33 Ga. App. 598 | Ga. Ct. App. | 1925

Bloodwoeth, J.

1. The court having charged the jury that, “to warrant a conviction on circumstantial evidence, the proved facts must not only *599be consistent with the hypothesis of guilt, but must exclude every other hypothesis save that of the guilt of the accused” (Penal Code of 1910, § 1010), it was not necessary to give this instruction again in connection with the instruction, given in another part of the charge of the court, that if, upon a consideration of the case, the jury believed beyond a reasonable doubt that the defendant was guilty, it was their duty to find him guilty. There is no merit in the ground of the motion for a new trial in which it is contended that the former instruction should have been given in immediate connection with the latter for the reason that, “the State having to rely in this case entirely upon circumstantial evidence for a conviction, the charge should not have been so far as to overshadow, minimize, or distract from the attention of the jury the rule of law applicable to circumstantial evidence.” See Buckhanon v. State, 151 Ga. 827 (4) (108 S. E. 209); McNaughton v. State, 136 Ga. 612 (2) (71 S. E. 1038); Knight v. State, 148 Ga. 41 (5) (95 S. E. 679); Copeland v. State, 33 Ga. App. 150 (2) (125 S. E. 781).

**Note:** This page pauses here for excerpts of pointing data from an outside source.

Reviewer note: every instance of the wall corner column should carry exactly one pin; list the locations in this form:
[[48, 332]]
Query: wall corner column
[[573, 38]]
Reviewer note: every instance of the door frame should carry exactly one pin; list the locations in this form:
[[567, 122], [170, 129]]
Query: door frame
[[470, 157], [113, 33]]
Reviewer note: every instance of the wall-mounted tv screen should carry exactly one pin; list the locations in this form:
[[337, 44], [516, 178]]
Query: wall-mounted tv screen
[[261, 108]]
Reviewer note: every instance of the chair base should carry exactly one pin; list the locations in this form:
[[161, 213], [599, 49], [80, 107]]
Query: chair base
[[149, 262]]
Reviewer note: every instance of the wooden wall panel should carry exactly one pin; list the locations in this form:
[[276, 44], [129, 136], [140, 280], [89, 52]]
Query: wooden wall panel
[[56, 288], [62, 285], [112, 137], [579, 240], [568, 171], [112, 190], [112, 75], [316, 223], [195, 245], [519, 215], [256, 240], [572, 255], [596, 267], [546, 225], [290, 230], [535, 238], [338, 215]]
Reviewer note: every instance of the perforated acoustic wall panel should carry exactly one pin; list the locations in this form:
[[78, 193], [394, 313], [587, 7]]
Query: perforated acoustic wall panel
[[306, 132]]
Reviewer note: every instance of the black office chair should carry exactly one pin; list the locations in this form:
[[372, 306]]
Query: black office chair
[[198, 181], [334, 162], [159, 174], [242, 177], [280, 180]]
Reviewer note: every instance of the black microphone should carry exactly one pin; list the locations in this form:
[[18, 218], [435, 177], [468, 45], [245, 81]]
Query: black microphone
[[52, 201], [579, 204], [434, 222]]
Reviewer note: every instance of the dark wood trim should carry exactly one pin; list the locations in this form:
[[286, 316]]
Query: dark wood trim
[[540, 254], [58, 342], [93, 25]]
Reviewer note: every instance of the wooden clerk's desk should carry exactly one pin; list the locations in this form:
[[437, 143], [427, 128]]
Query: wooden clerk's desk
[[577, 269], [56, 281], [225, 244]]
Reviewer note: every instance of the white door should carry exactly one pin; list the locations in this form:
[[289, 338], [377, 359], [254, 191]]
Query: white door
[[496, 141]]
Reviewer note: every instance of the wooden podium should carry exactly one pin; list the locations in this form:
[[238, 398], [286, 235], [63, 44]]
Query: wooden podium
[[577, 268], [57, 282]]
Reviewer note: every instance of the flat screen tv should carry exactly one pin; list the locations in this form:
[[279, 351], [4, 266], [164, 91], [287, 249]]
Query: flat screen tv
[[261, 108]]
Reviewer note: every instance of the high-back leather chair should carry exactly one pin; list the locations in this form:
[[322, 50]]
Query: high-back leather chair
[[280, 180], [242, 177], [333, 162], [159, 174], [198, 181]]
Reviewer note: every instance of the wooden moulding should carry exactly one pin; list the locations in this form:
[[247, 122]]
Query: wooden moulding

Decided March 27, 1925. R. A. Hendricks, for plaintiff in error.

2. In Buchanan v. State, 118 Ga. 751 (45 S. E. 607), the court said: “Where a ground of a motion for a new trial complained that a member of the jury which convicted the accused was related by consanguinity to the prosecutrix within the prohibited degrees, which fact had been discovered by the accused since the trial, and upon the hearing of the motion affidavits were introduced to support this ground, and the State introduced affidavits to the effect that no such relationship existed, this court will not interfere with a finding by the trial judge, upon the issue of fact thus made,'adverse to the contention of the accused.” The facts in the case under consideration are so very much like those in the ease cited that the ruling therein is controlling on this point.

3. This court can not say, as a matter of law, that there is no evidence to support the finding of the jury; and as the verdict has the approval of the trial judge and no error of law was committed on the trial, this court is powerless to interfere.

Judgment affirmed.

Broyles, C. J., and Luke, J., eonatvr.